The CFrame garbage didn’t seem to be a bottleneck for me in my use case so I didn’t investigate something like that. I could reconsider this, you’re right that most use cases would benefit from it.

(And @tnavarts, I believe this is what you were saying)
I believe the most performant way to cleanup arrays is actually to discard the array. Sure, it’ll cause more GC, and sure, it’ll need to do a whole new table allocation. However, if you look at what has to happen, you’ve got two choices. Firstly, on GC you may get a ton of CFrame collections when your table is discarded, however, this will also happen if you clear it. An easy solution to this is to hold all of your CFrames in a “keep-alive” table to prevent them from GCing and slowly cleaning out that table, but, it’s not really necessary to do this as GC in a majority of cases is quite speedy. Secondly, clearing out a table takes the length of that table iterations. An allocation usually can just involve multiplying
couple numbers together and throwing that into an allocation function. So, basically, ignoring what goes on in the allocation itself since that can’t be controlled, that’s one iteration vs hundreds or thousands of iterations to clear out that table, and thus, it’s likely many many times more efficient to simply discard the table and leave the rest to the garbage collector and the allocation functions used.

Additionally, I prefer to avoid table.insert in as many cases as it might make sense as it’ll make an extra __len call every time which isn’t exactly the most performant in some of my cases (particularly massive data processing in my compression algorithm benchmarks) where I could be doing upwards of a hundred thousand to maybe even a million table.insert calls depending on input data.

Lastly, rather than clearing out your table and rebuilding, you could instead use two tables. One which maps keys to values and values to keys in the array, and one that is the array. This way if you need to update the CFrame of a specific object, simply lookup its array index and bam set the CFrame in the cframes table.
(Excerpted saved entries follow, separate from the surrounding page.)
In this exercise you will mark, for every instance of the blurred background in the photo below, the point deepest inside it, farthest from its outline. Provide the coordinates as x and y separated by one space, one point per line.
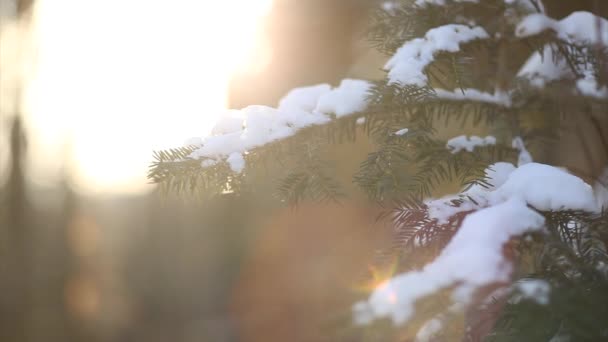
88 89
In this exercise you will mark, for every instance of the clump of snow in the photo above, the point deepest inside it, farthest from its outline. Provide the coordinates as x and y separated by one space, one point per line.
463 142
499 98
579 27
401 131
229 122
208 162
194 141
348 98
535 289
408 63
472 259
547 188
239 131
524 156
424 3
428 330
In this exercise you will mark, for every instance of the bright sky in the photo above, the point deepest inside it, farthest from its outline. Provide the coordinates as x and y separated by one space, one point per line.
116 79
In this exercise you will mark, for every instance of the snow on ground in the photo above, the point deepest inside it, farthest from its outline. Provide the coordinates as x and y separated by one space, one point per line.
579 27
408 64
463 142
239 131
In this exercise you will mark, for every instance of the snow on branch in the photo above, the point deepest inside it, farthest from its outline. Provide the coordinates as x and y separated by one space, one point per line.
579 28
463 142
239 131
408 63
474 258
471 260
470 94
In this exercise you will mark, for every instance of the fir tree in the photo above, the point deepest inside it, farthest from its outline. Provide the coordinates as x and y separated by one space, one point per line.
530 237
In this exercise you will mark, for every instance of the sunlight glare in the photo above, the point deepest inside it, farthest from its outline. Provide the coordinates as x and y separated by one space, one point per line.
116 79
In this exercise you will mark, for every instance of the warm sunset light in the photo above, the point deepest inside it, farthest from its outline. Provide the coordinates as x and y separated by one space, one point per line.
116 79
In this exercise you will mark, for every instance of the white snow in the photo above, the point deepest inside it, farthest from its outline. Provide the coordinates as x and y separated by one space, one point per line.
543 68
236 162
470 94
547 188
535 289
230 121
579 27
472 259
348 98
463 142
408 64
428 330
524 156
424 3
239 131
401 131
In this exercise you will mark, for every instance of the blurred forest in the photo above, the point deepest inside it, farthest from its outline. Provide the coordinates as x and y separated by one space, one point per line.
152 267
157 267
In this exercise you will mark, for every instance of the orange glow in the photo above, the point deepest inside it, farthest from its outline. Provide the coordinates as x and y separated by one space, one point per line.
380 276
116 79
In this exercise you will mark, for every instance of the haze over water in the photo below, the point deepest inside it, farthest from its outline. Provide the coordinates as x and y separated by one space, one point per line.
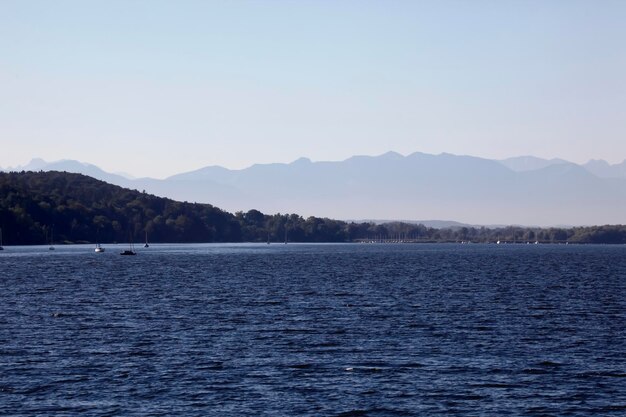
352 330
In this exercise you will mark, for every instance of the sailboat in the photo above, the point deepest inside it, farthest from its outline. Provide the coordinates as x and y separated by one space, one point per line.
99 248
51 239
131 247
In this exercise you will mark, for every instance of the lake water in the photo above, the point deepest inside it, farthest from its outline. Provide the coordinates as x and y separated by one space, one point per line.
314 330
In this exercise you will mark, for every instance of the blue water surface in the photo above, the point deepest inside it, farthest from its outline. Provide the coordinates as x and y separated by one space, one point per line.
313 330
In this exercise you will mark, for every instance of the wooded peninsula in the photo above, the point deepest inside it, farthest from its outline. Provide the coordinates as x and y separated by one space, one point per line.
37 207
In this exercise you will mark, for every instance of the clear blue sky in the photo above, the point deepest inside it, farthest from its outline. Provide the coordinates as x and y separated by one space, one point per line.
159 87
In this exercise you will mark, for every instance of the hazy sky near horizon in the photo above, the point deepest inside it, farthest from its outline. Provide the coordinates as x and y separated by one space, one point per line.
155 88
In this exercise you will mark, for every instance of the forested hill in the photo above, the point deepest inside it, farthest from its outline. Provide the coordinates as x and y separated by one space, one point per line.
74 208
34 206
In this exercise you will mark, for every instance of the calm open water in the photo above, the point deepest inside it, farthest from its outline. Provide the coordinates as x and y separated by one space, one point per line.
314 330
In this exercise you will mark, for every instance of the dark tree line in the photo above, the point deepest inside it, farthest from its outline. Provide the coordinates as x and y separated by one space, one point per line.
34 206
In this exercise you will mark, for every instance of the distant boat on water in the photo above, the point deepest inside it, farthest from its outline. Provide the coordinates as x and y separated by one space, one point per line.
51 247
131 247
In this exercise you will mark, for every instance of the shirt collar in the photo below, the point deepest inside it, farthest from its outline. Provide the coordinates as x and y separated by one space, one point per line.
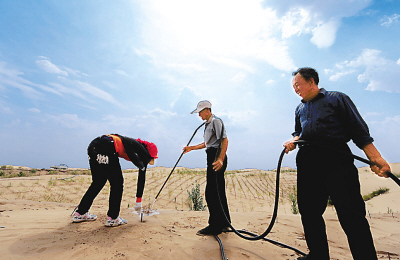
321 93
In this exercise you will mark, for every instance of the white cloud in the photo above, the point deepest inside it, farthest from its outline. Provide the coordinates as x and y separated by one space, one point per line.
380 73
239 77
389 20
325 34
269 82
96 92
34 110
13 78
121 72
322 19
240 32
49 67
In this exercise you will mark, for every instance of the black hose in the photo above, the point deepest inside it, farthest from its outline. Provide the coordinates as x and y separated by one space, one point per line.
221 247
178 161
273 242
275 213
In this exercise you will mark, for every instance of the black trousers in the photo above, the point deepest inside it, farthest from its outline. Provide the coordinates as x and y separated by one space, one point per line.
216 219
322 173
104 165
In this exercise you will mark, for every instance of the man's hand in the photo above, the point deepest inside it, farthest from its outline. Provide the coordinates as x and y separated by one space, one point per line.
217 164
290 145
138 206
381 167
187 149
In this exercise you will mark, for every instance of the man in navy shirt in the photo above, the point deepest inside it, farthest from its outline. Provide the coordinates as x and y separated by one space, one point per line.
327 120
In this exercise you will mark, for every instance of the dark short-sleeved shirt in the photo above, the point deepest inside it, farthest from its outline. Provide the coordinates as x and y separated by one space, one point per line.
331 117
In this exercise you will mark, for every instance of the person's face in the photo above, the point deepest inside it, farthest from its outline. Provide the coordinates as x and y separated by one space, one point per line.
302 87
204 114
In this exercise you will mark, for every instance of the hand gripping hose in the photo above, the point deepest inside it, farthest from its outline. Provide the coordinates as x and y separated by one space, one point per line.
176 164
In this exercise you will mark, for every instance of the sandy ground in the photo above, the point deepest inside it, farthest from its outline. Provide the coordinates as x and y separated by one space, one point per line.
36 223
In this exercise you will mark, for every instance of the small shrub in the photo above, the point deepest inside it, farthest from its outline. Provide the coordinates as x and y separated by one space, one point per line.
375 193
195 199
293 199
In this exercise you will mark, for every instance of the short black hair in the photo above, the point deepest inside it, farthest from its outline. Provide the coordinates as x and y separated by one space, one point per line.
307 73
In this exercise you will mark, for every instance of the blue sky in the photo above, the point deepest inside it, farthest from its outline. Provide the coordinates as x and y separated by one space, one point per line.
74 70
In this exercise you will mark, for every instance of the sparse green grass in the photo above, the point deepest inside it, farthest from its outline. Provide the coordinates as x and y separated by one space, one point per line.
375 193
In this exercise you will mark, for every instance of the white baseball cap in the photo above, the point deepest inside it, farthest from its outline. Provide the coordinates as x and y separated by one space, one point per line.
201 105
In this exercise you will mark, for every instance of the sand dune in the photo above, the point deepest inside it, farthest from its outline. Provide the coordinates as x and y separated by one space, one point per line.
36 222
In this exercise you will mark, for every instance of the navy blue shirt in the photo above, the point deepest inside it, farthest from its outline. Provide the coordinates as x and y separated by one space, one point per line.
331 117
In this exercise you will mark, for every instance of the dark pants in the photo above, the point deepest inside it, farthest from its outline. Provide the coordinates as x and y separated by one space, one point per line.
217 219
104 165
322 173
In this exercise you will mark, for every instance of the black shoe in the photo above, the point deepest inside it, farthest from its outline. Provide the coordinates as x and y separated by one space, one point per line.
226 229
208 231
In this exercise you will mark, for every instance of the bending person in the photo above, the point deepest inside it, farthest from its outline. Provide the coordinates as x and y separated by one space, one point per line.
103 153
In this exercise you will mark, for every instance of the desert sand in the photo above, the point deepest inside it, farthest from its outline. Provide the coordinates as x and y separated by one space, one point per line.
36 207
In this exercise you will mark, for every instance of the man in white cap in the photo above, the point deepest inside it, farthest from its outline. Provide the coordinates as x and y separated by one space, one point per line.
215 140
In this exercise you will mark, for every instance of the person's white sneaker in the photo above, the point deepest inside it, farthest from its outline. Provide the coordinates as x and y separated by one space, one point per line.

If you want to delete the entry,

-- Note, again it'd probably be best to use table.create if you want to populate the table. If you need to populate it and it has old stuff you want to keep, table.move is the best option and you can just allocate a new table with the add length and the old length and copy the values from the old table to the newly allocated table.
local cframes = {}
local parts = {}
local indexMap = {}
local bulkMoveListLength = 0

-- In order to BulkMoveTo
workspace:BulkMoveTo(parts, cframes, Enum.BulkMoveMode.FireCFrame)

-- In order to add an entry to the table
local part, cframe -- Assume these aren't nil
bulkMoveListLength += 1 -- Increment the length
local index = bulkMoveListLength -- Store it in a new variable for the index
-- Store the part and cframe in the lists
parts[index] = part
cframes[index] = cframe
-- Map the indexes to their values in the arrays
indexMap[part] = index
indexMap[cframe] = index -- Note: Even if the CFrame values are unique and cf1 == cf2, they are still unique userdatas which is useful in this case, however, setting two part's CFrames to the same CFrame object will not work so it's important to copy the CFrame in that case or just simply ignore the cframe index in the map.

-- In order to update a part's cframe
local part, cframe -- Again, assume non nil
local index = indexMap[part] -- This will be the old index
indexMap[cframe] = index -- See note above too
cframes[index] = cframe
-- You can do a hybrid of this and the above by checking "if indexMap[part]" (so if index here for example)

Where did you hear this? According to the Lua 5.1 source, table.insert never does a call to __len. In fact, it just checks the length of the table without invoking metamethods. If your table only has an array part, this behavior is O(1).